I have a question about Cpal. Cpal is different from Rodio. I need to match the sampling rate of the device myself. For example, the device only supports 44.1k samples/s, but the PCM to be played is 48k. How to deal with this? If it is just the number of channels or sampling accuracy, I can handle it, but when the sampling rate is different, I can't handle it. I don't know much about the processing flow of digital signals.
Because of this problem, I used Rodio, because Rodio seems to have handled these problems. Can you help me point out which part of Rodio handles these conversions?
thanks! @dvdsk
most lives here: https://github.com/RustAudio/rodio/tree/master/src/conversions
Though I am planning to look at replacing that with https://github.com/HEnquist/rubato in the future. That might be an option for you.
On the other hand have you considerd adding opus as decoder to rodio? That might be less work then porting rodio futures to your codebase.
most lives here: https://github.com/RustAudio/rodio/tree/master/src/conversions
Though I am planning to look at replacing that with https://github.com/HEnquist/rubato in the future. That might be an option for you.
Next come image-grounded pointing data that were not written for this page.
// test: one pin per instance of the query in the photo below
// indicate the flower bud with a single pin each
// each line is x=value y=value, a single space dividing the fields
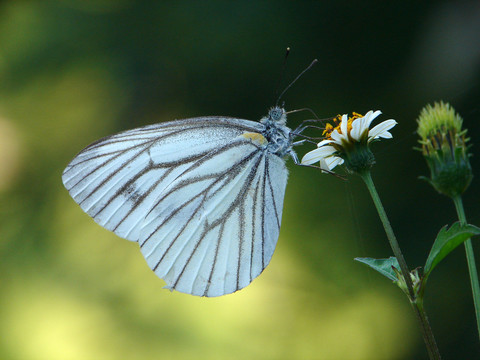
x=444 y=147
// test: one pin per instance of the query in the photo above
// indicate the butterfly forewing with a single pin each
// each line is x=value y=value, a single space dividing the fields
x=203 y=201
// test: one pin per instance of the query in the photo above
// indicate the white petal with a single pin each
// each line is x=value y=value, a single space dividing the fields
x=381 y=130
x=358 y=127
x=317 y=155
x=324 y=142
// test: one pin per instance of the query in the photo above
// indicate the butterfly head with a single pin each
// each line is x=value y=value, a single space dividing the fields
x=276 y=115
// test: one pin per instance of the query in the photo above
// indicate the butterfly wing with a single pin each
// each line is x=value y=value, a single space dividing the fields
x=215 y=228
x=187 y=189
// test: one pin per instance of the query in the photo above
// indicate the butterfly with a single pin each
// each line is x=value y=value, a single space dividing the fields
x=203 y=197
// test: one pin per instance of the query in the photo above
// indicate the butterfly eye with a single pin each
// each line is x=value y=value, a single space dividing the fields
x=276 y=114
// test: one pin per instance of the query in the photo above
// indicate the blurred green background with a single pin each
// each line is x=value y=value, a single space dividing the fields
x=73 y=71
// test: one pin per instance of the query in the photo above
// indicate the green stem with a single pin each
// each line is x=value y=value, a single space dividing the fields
x=417 y=303
x=472 y=268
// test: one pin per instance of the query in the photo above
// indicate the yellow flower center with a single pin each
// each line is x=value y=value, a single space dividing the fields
x=337 y=125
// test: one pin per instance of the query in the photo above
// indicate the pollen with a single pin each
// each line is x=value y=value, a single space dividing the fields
x=256 y=138
x=335 y=124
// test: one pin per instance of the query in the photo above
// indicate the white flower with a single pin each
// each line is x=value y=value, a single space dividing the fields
x=343 y=140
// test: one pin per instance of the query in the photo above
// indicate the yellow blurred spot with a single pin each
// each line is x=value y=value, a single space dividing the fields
x=257 y=139
x=10 y=153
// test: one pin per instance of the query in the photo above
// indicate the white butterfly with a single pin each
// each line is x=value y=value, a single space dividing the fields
x=203 y=197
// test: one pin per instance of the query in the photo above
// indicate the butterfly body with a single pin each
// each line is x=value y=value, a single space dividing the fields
x=203 y=197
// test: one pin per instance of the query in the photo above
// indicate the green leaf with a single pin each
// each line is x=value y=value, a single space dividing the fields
x=446 y=242
x=383 y=266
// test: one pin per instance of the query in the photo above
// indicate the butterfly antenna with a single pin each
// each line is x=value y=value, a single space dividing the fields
x=295 y=80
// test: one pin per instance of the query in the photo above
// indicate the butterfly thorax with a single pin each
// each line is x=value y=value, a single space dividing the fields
x=276 y=132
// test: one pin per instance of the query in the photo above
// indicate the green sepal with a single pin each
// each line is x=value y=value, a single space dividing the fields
x=386 y=267
x=447 y=240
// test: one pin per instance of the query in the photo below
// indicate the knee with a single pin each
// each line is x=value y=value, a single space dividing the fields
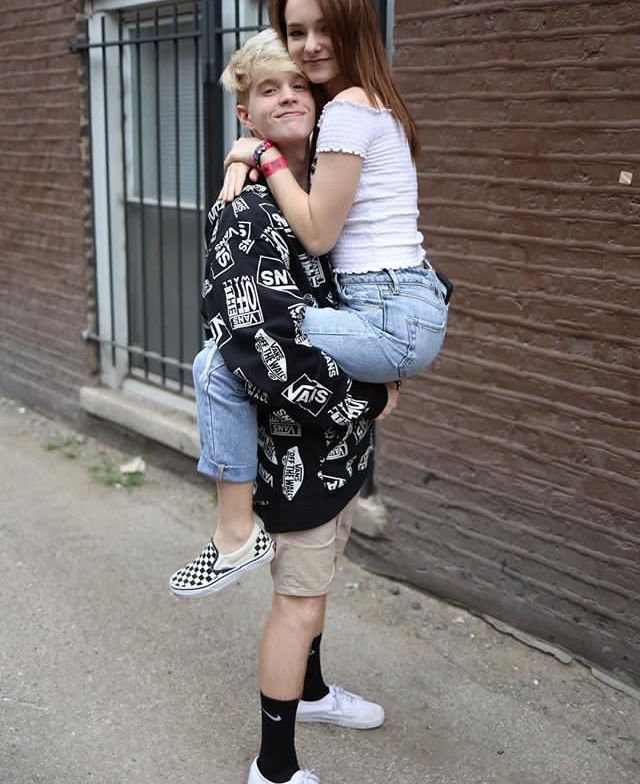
x=304 y=612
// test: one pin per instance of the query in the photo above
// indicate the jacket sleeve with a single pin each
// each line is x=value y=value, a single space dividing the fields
x=254 y=310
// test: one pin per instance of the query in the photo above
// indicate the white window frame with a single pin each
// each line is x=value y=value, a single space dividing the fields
x=109 y=194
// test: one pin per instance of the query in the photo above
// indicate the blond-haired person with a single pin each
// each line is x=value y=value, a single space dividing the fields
x=312 y=419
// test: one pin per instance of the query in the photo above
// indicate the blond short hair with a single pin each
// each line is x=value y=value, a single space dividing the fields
x=262 y=53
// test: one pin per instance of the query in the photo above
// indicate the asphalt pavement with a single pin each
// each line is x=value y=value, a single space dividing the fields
x=105 y=676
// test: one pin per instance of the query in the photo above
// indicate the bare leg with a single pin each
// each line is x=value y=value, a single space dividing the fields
x=293 y=623
x=235 y=515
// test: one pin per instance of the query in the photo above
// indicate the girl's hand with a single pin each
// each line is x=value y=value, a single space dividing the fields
x=234 y=180
x=242 y=151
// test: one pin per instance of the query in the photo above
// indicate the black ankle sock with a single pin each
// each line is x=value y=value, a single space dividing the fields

On the other hand have you considerd adding opus as decoder to rodio? That might be less work then porting rodio futures to your codebase.
Opus is widely used in the industry now, so it makes sense for Rodio to add Opus support. I will try to implement an Opus decoder for rodio, please let me know if there is anything I can do to help.
Of course, I will also share my own problems.
You can take a look at the files here: https://github.com/RustAudio/rodio/tree/master/src/decoder as an example. The code will probably have to go through a few reviews so it will take a long while. But after that it should also be bug free 🎉